Penunjukan Purbaya Yudhi Sadewa mengingatkan pada penunjukan Bambang Subianto. Keduanya adalah insinyur yang ditunjuk saat kondisi ekonomi kurang baik dan setelah demonstrasi besar.
Pernyataan Purbaya yang ‘koboi’ di awal jabatannya mencuri perhatian. Gaya komunikasinya yang lugas dan apa adanya mencerminkan pemikiran yang ‘merdeka’ dan tanpa basa-basi, mengingatkan pada suasana kampus teknik di ITB.
Dalam rapat dengan Komisi XI DPR – RI, Purbaya mengakui bahwa demonstrasi besar disebabkan oleh tekanan ekonomi akibat kesalahan kebijakan fiskal dan moneter. Ia berpendapat bahwa likuiditas yang ketat tanpa kebijakan belanja yang tepat waktu menjadi penyebabnya.
Purbaya menekankan pentingnya peran sektor swasta dalam mencapai pertumbuhan ekonomi.
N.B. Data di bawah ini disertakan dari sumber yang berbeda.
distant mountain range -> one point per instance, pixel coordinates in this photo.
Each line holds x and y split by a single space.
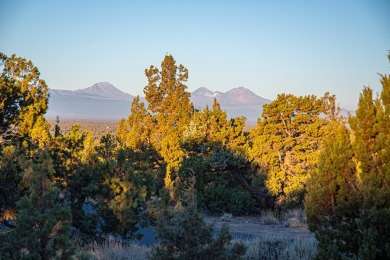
104 101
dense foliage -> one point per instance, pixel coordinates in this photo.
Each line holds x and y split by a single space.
54 179
348 200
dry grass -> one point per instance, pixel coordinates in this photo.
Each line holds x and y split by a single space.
280 248
268 218
295 218
117 250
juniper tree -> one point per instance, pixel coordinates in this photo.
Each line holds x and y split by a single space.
184 234
372 148
170 106
287 140
333 197
43 221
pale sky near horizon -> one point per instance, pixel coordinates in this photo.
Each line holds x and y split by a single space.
269 47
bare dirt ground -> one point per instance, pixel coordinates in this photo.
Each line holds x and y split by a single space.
252 227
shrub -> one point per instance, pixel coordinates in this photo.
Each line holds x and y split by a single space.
268 218
280 248
221 198
185 235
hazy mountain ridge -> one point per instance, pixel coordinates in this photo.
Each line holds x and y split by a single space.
104 101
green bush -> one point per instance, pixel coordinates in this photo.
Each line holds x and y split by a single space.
184 234
220 198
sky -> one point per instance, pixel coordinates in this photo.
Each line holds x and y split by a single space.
269 47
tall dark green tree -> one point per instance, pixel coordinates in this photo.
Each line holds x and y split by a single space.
43 221
170 106
23 98
333 197
287 140
23 128
371 146
184 234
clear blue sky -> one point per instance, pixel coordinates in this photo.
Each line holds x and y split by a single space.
270 47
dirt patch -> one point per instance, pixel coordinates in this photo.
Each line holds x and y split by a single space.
252 227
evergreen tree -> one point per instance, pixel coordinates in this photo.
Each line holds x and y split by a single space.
23 128
332 200
208 126
43 222
287 140
170 106
371 146
24 98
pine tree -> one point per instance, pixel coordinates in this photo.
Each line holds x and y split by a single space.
43 222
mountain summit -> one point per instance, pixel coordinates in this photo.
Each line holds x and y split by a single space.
104 90
103 100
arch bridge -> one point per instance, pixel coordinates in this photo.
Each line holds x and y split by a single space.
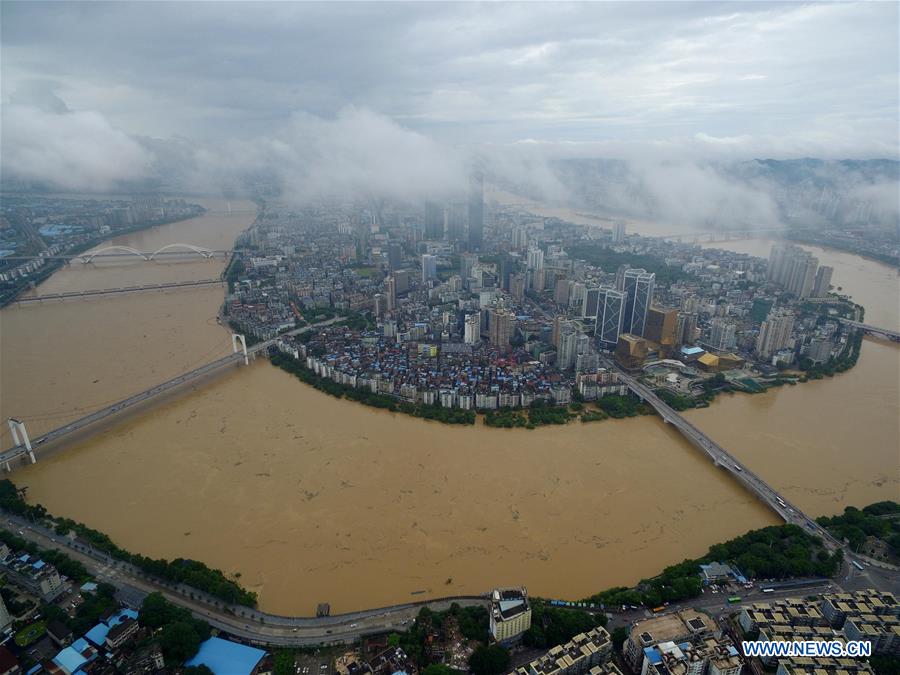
125 251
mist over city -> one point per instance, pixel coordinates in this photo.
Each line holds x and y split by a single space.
449 338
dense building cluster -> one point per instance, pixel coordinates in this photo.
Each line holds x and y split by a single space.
515 308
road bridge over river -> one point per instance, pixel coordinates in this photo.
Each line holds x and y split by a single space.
724 459
115 291
28 448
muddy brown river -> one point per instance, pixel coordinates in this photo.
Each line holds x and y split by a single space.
313 500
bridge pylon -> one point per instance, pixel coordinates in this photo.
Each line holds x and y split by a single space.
20 437
239 344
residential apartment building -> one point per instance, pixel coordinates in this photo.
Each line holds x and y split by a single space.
510 614
582 654
677 627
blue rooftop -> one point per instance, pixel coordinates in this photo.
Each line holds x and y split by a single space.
652 654
71 658
224 657
97 634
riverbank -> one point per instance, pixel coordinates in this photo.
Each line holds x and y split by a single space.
191 572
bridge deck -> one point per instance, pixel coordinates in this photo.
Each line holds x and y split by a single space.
724 459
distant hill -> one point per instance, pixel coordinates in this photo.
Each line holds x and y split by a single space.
727 195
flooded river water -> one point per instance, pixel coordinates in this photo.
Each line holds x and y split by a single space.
313 500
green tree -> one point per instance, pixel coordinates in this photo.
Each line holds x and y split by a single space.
489 660
619 635
438 669
179 642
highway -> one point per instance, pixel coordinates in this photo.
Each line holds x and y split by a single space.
113 291
242 622
76 425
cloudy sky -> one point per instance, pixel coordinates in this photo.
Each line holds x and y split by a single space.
97 88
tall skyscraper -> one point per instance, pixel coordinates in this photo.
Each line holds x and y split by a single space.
455 221
610 317
476 211
472 329
517 286
401 277
390 292
591 303
380 305
501 323
568 342
661 325
434 221
395 255
775 332
535 259
429 267
685 327
823 282
793 268
638 287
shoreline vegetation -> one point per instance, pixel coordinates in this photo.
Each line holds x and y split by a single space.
541 413
180 570
538 414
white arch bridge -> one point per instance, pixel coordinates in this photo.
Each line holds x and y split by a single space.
118 251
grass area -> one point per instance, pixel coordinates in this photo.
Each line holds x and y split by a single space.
31 633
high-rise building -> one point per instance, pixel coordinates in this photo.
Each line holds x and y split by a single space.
519 238
402 279
380 305
561 292
472 329
823 282
434 221
476 211
793 268
610 317
567 350
500 327
558 322
722 334
467 262
661 326
775 332
517 286
591 304
390 292
455 222
429 267
395 255
510 615
638 287
685 327
5 618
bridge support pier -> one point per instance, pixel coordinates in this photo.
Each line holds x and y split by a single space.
17 427
239 344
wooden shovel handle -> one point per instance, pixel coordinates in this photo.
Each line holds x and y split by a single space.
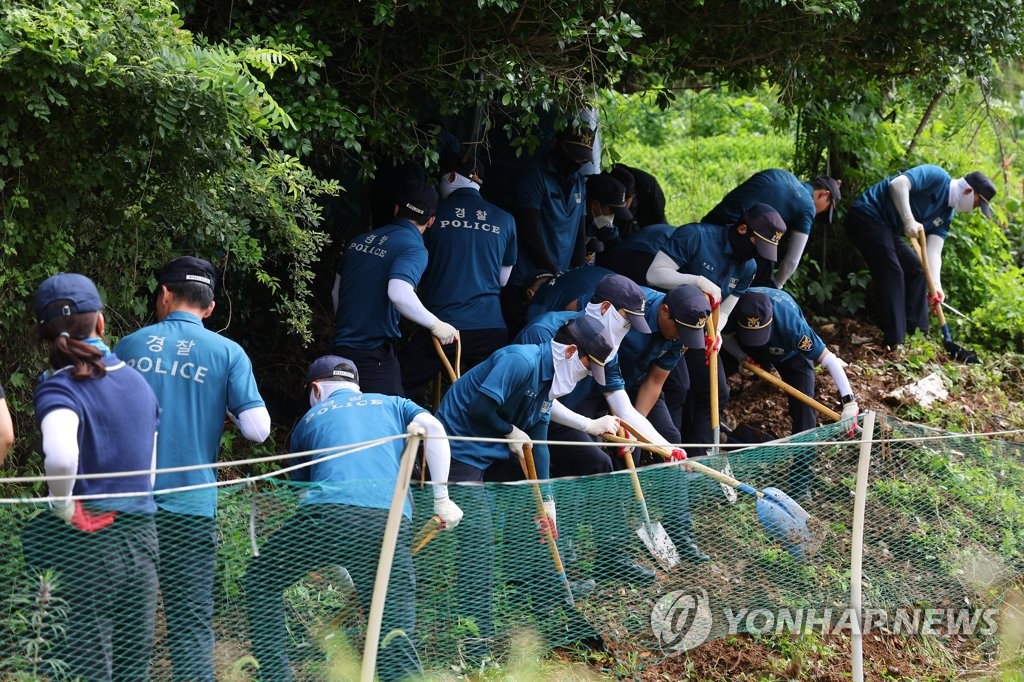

Ia segera mengambil langkah dengan menyalurkan 200 triliun dana ke Bank Indonesia untuk lima bank Himbara, dengan tujuan meningkatkan likuiditas dan menggerakkan sektor riil.
Langkah ini diharapkan dapat meningkatkan jumlah uang beredar dan kecepatan perputaran uang, sehingga mendorong output barang dan jasa, bukan hanya inflasi. Pengawasan ketat diperlukan agar dana tersebut disalurkan untuk pembiayaan modal kerja produktif, bukan konsumtif atau pembelian surat berharga.
Purbaya juga berkomitmen untuk menaikkan anggaran Transfer ke Daerah (TKD) pada RAPBN 2026, mengingat banyak daerah kesulitan mencari pendapatan tambahan dengan anggaran TKD yang ada.
Kebijakan fiskal harus dirumuskan dengan memikirkan kepentingan rakyat secara luas. Dalam seminggu pertama menjabat, Purbaya telah memberikan ‘warna’ baru dengan langkah cepat untuk mendorong pertumbuhan ekonomi.
Di tengah kondisi ekonomi yang tidak mudah, Menteri Keuangan harus bekerja secara profesional dan berani mengambil risiko, tanpa dipengaruhi kepentingan politik atau populis. Stabilitas ekonomi dan politik saling berkaitan.